Sí, Hacer reír es lo más difícil que hay. Provocar el llanto se consigue enseguida, porque todo el mundo tiene sus preocupaciones y le es más fácil. Sin embargo, sacar al público de esas preocupaciones y conseguir que se ría es muy complicado.
¿Qué recuerdo guarda de sus colaboraciones con Mariano Ozores a finales de los sesenta y principios de los setenta?
Tengo muy buen recuerdo. Con Ozores se trabaja estupendamente, porque es un señor que conoce muy bien el mundo artístico. Sus padres tenían compañía de teatro, en la cual habían trabajado sus hermanos y él mismo. Utiliza una técnica muy cómoda para los actores, es muy rápido y muy atento y simpático.

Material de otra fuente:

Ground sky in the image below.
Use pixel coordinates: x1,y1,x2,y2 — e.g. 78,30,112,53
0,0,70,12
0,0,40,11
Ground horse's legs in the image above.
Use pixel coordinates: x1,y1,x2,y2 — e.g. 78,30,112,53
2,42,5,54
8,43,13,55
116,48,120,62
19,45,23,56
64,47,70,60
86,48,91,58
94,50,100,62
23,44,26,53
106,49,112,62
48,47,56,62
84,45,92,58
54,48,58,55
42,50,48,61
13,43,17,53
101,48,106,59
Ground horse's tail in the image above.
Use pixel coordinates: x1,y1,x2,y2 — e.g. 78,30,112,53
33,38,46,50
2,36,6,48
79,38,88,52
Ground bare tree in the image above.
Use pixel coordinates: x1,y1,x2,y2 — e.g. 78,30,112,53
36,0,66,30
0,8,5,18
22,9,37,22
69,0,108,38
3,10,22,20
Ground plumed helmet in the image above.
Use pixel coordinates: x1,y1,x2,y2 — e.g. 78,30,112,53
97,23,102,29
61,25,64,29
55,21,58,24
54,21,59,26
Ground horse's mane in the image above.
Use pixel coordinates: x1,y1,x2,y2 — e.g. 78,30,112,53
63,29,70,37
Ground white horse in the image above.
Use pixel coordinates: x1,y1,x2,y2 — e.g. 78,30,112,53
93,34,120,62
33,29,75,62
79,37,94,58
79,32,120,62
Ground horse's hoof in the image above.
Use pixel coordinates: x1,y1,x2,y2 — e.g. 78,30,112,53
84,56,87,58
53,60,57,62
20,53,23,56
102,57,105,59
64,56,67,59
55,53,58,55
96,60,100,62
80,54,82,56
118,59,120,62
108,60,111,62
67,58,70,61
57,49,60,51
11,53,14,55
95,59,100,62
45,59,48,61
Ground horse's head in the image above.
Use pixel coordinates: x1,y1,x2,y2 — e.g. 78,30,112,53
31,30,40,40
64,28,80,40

Sabe lo que quiere en cada momento.
¿Cree que en esa época, por el tipo de cine alimenticio que se hacía en España, eran más importantes los argumentos que los propios directores?
Yo creo que los directores españoles de todas las épocas han sido grandes profesionales. Las películas de los años 40 y 50, por ejemplo, estaban muy bien hechas. Había unos directores verdaderamente fenomenales: Rafael Gil, Sáenz de Heredia o Iquino, que para mí es un hombre que siempre tengo muy presente, porque me subyuga su independencia. Él era el único que tenía estudios propios, con obreros, vestuario, todo. No necesitaba alquilar nada. Además, él mismo distribuía sus películas y ejercía funciones de productor. Ha sido un director redondo.
¿Qué sintió cuando le otorgaron en 1988 el premio Goya por su interpretación en Espérame en el cielo?
Es una satisfacción muy grande, pero me extraña que me pregunte esto, porque cuando me dieron el premio nadie se preocupó. En cambio, sin querer presumir, soy requerido constantemente por televisión, periódicos, revistas… Y en aquella ocasión ni lo nombraron, nadie dijo nada. Hombre, siempre es un halago que te den un reconocimiento, es bonito.
Se ha dicho que La escopeta nacional es la película donde usted comenzó a ampliar sus registros. ¿Está de acuerdo?
No, porque los registros no se cambian. Cambia el argumento o el personaje. Si tienes que hacer un malvado, lo haces porque lo marca el guion, y lo mismo un cura o un vendedor de porteros automáticos, como en La escopeta nacional.
Compagina teatro y cine. ¿Siente predilección por alguno de los dos medios en particular?
Los dos me han dado muchas satisfacciones. Lo que ocurre es que el teatro se hace en directo y notas todos los días las reacciones del público, mientras que en cine interpretas la película y una vez ha terminado te desinhibes de ella y no te enteras de su repercusión en los espectadores.
De los muchos directores con los que ha trabajado, ¿tiene algún favorito?
No es que no quiera dar nombres, pero me pasa lo siguiente: yo trabajo bien con todos. No soy conflictivo ni creo problemas. Sé que tengo que ir a hacer una película, me comprometo y me pongo a las órdenes del director, pida lo que pida. En este caso me ocurre lo mismo que si tuviera que elegir una película de entre las que he hecho. Estoy satisfecho de todas, y no sabría elegir ninguna, ni para ensalzarla ni para destruirla.
¿Por qué es usted tan reacio a ofrecer entrevistas?
No es que sea reacio. A mí no me importa, siempre que afecte a mi trabajo artístico, pero me niego a hablar de mi vida privada. El actor debe resguardar su vida íntima de la opinión pública. Al espectador no le interesa la militancia política o la religión del artista, porque cuando nos definimos desdibujamos nuestra imagen, dejamos una manchita de cara al público que no comparte nuestras ideas o creencias. El actor debe estar completamente limpio de todo: nacionalidad, religión, ideas políticas, dinero, dignidad y años. El actor no debe tener nada, excepto lo que represente.